Bodo Brinkmann und Knut Weltlich unterstützen spezielles Angebot im benachbarten Halle


Werther (mw). »Leistung kennt kein Handicap«, sind sich Knut Weltlich, Konzernschwerbehindertenbeauftragter bei Bertelsmann, Bernd Ostmann von der Fahrschule Detlev Nerger in Halle und Bodo Brinkmann, Wertheraner Ratsmitglied und Betroffener, einig: »Mobilität ist heute die Vorraussetzung für das Leben. Behinderte sollen die gleichen Möglichkeiten haben wie gesunde Menschen.« Deswegen wird Bernd Ostmann ab sofort in Halle auch Fahrstunden für Rollstuhlfahrer und Menschen mit anderen Behinderungen anbieten.
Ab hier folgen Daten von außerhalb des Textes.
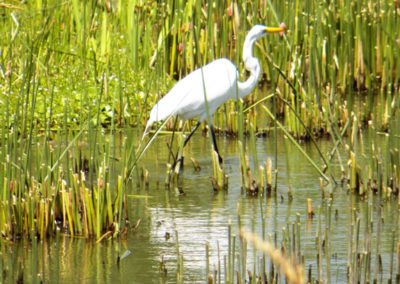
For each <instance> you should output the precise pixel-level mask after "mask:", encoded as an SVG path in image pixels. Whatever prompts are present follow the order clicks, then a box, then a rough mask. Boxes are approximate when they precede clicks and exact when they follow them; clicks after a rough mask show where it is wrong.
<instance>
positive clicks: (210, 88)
mask: <svg viewBox="0 0 400 284" xmlns="http://www.w3.org/2000/svg"><path fill="white" fill-rule="evenodd" d="M285 28H286V27H285V24H283V23H282V24H281V25H280V26H279V27H266V26H263V25H255V26H253V27H252V28H251V30H250V31H249V32H248V34H247V36H246V39H245V41H244V45H243V61H244V65H245V67H246V69H247V70H248V71H250V77H249V78H248V79H247V80H246V81H244V82H240V81H238V77H239V75H238V71H237V68H236V66H235V65H234V64H233V63H232V62H231V61H229V60H228V59H226V58H221V59H217V60H215V61H213V62H211V63H209V64H207V65H205V66H204V67H201V68H199V69H197V70H195V71H193V72H192V73H190V74H189V75H187V76H186V77H185V78H183V79H182V80H180V81H179V82H178V83H176V84H175V85H174V87H173V88H172V89H171V90H170V91H169V92H168V93H167V94H166V95H165V96H164V97H163V98H161V99H160V100H159V101H158V102H157V104H156V105H155V106H154V107H153V108H152V110H151V112H150V118H149V120H148V122H147V125H146V128H145V131H144V134H143V137H144V136H145V135H146V134H147V132H148V130H149V128H150V127H151V125H152V124H153V123H154V122H157V121H161V120H165V119H168V118H170V117H171V116H174V115H178V116H180V117H182V118H183V119H191V118H194V117H198V118H199V120H198V122H197V124H196V125H195V126H194V128H193V129H192V131H191V132H190V134H189V135H188V136H187V137H186V138H185V141H184V143H183V146H185V145H186V143H187V142H188V141H189V139H190V137H191V136H192V135H193V133H194V132H195V131H196V129H197V128H198V127H199V126H200V123H201V122H202V121H204V120H206V119H208V118H209V117H208V116H210V121H209V124H210V131H211V137H212V142H213V146H214V150H215V151H216V152H217V154H218V158H219V162H220V163H222V158H221V156H220V154H219V152H218V147H217V143H216V140H215V133H214V128H213V126H212V119H211V118H212V115H213V114H214V112H215V111H216V110H217V108H218V107H219V106H220V105H221V104H223V103H224V102H225V101H226V100H228V99H238V98H243V97H245V96H247V95H248V94H249V93H250V92H251V91H252V90H253V89H254V87H255V86H256V85H257V82H258V79H259V77H260V74H261V66H260V63H259V62H258V59H257V58H256V57H254V56H253V45H254V43H255V42H256V40H257V39H259V38H261V37H262V36H264V35H266V34H267V33H281V34H282V33H283V32H284V31H285ZM206 100H207V103H206ZM207 108H208V111H207Z"/></svg>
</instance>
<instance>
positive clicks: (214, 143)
mask: <svg viewBox="0 0 400 284" xmlns="http://www.w3.org/2000/svg"><path fill="white" fill-rule="evenodd" d="M210 132H211V139H212V142H213V147H214V151H215V152H217V155H218V161H219V164H220V165H222V161H223V159H222V157H221V155H220V154H219V151H218V146H217V140H216V139H215V132H214V127H213V126H212V125H210Z"/></svg>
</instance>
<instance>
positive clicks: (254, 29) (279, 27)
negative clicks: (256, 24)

Seit 1980 ist Ostmann Fahrlehrer. Im vergangenen Monat hat er einen dreitätigen Kursus absolviert, der ihm die besondere Qualifikation verliehen hat. »Generell haben alle Fahrlehrer die Erlaubnis, auch behinderte Menschen zu unterrichten, doch trauen sie sich das meist nicht zu.« Und noch weitere Probleme tun sich auf, wie Brinkmann berichtet, der nach seiner Armamputation selbst seinen Führerschein hat erneuern müssen: Die nächste Fahrschule, die Stunden für Menschen mit Behinderung anbietet, ist in Berlin oder Düsseldorf. Es gibt zwar 14 000 Fahrlehrer in Deutschland, doch haben nur etwa 200 davon eine Qualifikation wie Ostmann. Qualifizierte Prüfer gibt es noch weniger. Und bei dem Auto wird es erst richtig kompliziert. So steht das nächste Behinderten-Fahrschulfahrzeug in Kassel.
»Viel zu kompliziert«, finden die drei engagierten Männer. Das größte Problem der Behinderung sehen sie jedoch bei den hohen Kosten und den Vorurteilen, die oft auf Unkenntnis beruhen. So wurde Brinkmann bei der Fahrschule oder auch bei der Wahl eines Leihwagens von allen Seiten erst fassungslos angeguckt: Einem Behinderten traut man das Autofahren eben nicht zu.
Bernd Ostmann lässt in diesen Tagen einen VW Multivan behindertengerecht umbauen. Nach einer bestandenen Prüfung müssten sich die Fahrschüler dann selbst einen geräumigen Van umrüsten lassen oder das von Knut Weltlich mitgestaltete und wesentlich preiswertere Shuttleauto ersteigern. Dieses behindertengerechte Fahrzeug ist jedoch nur für eine Person zugelassen. Durch den Kofferraum kann der Rollstuhlfahrer bequem in das Auto gelangen. Noch in diesem Monat soll dieses Elektroauto die offizielle EU-Zulassung für den Straßenverkehr bekommen. Und Mitte Mai wird die Behindertenbeauftragte Karin Evers-Meyer nach Gütersloh kommen. Im Rahmen einer offiziellen Veranstaltung sollen das Elektroauto und das neue Angebot der Fahrschule Nerger vorgestellt werden.
Die Idee zum Ausbau der Fahrschule kam Ostmann im Dezember, als er zu dem Thema einen Bericht in der Zeitung las. Der gelernte Kfz-Mechaniker war sofort interessiert. Später wurde er auf den Wertheraner Knut Weltlich aufmerksam, der nun vermittelt. Durch seine Kontakte bei Bertelsmann kennt Weltlich genug Menschen, die sich so ein Angebot in einer Fahrschule wünschen. Und es gibt viele Arten von Behinderung: Menschen mit amputiertem Arm oder einem Hüftleiden: Schon die kleinsten Dinge erfordern ein spezielles Angebot.
»Menschen mit Behinderung bekommen nun auch in unserem Kreis endlich die Möglichkeiten«, freuen sich die drei Männer. Und genau aus diesem Grund, nämlich der fehlenden Konkurrenz, ist Bernd Ostmann sehr zuversichtlich was den Erfolg anbelangt.